Here, the red and blue lines show the two departments, and the grey line shows the aggregated number of orders and profit. Instantly, the difference between the two departments is a lot clearer; department A has had a lot of variation in number of orders but profit has stayed pretty consistent, while department B has had a lot of variation in profit but the number of orders has stayed consistent.
The lines are joined up by month… but as it is, it’s impossible to tell where the year begins and ends, which makes the whole thing pretty pointless. Let’s show time with size:
The lines get thicker as the month gets more recent, and now it’s easy to see the trends over the year. The variation in orders in department A is all over the place, but the variation in profit in department B is a bit more consistent; profit has gone down over the year. We can also see the aggregate profit and order trends much more clearly on the grey line, with orders going up but profit going down.
The downside of using line size to show time trends is that the thinner parts are hard to see and the thicker parts can be hard to parse. Let’s try it with colour instead:
I personally prefer this approach to using line size, but it’s also a bit of a faff. Tableau doesn’t like it if you try to do a three-way colour split by dimension (i.e. red, blue, and grey) and then change the shade of the colour by a measure, so you have to convert the month to discrete and make sure to order everything correctly. It’s not too taxing though, so it’s worth it if the data doesn’t change all the time.

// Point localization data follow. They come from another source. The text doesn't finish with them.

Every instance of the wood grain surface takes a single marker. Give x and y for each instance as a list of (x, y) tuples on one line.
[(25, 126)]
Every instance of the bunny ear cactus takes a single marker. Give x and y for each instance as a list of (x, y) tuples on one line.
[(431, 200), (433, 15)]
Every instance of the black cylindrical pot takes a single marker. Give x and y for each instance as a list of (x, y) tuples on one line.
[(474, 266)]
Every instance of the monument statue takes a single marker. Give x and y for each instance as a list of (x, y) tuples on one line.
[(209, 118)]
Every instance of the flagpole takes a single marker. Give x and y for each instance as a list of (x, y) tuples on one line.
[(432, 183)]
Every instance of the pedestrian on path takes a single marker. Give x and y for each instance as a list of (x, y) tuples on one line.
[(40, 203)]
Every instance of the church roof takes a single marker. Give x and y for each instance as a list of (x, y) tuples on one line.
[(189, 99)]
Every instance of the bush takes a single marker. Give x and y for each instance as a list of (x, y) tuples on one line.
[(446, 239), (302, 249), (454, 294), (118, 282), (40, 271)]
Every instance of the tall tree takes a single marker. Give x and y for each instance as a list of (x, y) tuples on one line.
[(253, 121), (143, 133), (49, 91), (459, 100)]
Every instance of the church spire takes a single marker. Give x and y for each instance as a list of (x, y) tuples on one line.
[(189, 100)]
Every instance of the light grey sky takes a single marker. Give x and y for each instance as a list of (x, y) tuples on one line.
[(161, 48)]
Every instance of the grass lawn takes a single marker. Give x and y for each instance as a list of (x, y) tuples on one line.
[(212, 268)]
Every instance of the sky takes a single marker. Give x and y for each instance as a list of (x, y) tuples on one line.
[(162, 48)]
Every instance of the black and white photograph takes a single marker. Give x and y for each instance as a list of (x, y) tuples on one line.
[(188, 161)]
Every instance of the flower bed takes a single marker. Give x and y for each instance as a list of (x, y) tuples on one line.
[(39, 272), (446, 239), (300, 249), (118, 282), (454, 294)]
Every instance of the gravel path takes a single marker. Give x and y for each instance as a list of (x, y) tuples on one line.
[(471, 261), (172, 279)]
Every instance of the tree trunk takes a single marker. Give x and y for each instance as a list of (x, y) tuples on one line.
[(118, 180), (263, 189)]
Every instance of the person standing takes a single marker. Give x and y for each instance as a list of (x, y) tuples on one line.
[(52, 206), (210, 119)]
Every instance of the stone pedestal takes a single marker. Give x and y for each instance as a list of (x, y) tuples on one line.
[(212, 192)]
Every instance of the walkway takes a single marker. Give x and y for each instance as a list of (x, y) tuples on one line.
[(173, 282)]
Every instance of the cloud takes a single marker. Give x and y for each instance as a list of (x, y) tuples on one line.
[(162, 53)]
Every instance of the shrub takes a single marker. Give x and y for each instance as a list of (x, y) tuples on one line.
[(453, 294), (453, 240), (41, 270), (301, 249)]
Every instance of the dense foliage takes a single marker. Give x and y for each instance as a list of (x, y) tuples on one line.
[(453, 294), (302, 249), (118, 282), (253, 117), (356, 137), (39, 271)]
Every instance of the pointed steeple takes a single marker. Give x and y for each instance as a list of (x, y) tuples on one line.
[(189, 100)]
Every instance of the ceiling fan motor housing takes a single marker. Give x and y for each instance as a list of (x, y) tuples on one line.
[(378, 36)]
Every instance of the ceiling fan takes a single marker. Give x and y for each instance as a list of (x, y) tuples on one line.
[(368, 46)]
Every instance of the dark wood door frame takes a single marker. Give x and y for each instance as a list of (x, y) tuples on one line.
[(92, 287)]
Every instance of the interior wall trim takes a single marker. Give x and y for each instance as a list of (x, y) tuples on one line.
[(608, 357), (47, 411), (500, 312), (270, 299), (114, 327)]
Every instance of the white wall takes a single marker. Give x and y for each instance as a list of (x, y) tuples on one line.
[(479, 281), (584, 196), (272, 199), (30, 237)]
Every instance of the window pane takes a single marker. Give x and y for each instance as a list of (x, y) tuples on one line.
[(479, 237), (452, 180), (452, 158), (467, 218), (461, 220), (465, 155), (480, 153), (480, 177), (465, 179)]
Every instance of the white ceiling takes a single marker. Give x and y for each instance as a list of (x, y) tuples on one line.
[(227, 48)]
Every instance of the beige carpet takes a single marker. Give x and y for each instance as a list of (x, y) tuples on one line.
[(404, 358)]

Finally, you can go the whole hog and do some double encoding with both colour and size on the line to show time:
This is eye-catching, but possibly to the point where it’s more distracting than informative.
I like the connected scatterplots in this example, although there are many situations where the lines will overlap in a way that won’t tell you much. It certainly won’t work well with lots of different departments; here’s the mess you get if you look at all countries in EU Superstore for all months of all years:
Even when filtering to four countries and two years of data, it’s not the clearest way of showing things:
In summary, then, give a connected scatterplot a go. It may well not work, but sometimes it’ll result in something a lot clearer and more informative than a combined area/bar chart.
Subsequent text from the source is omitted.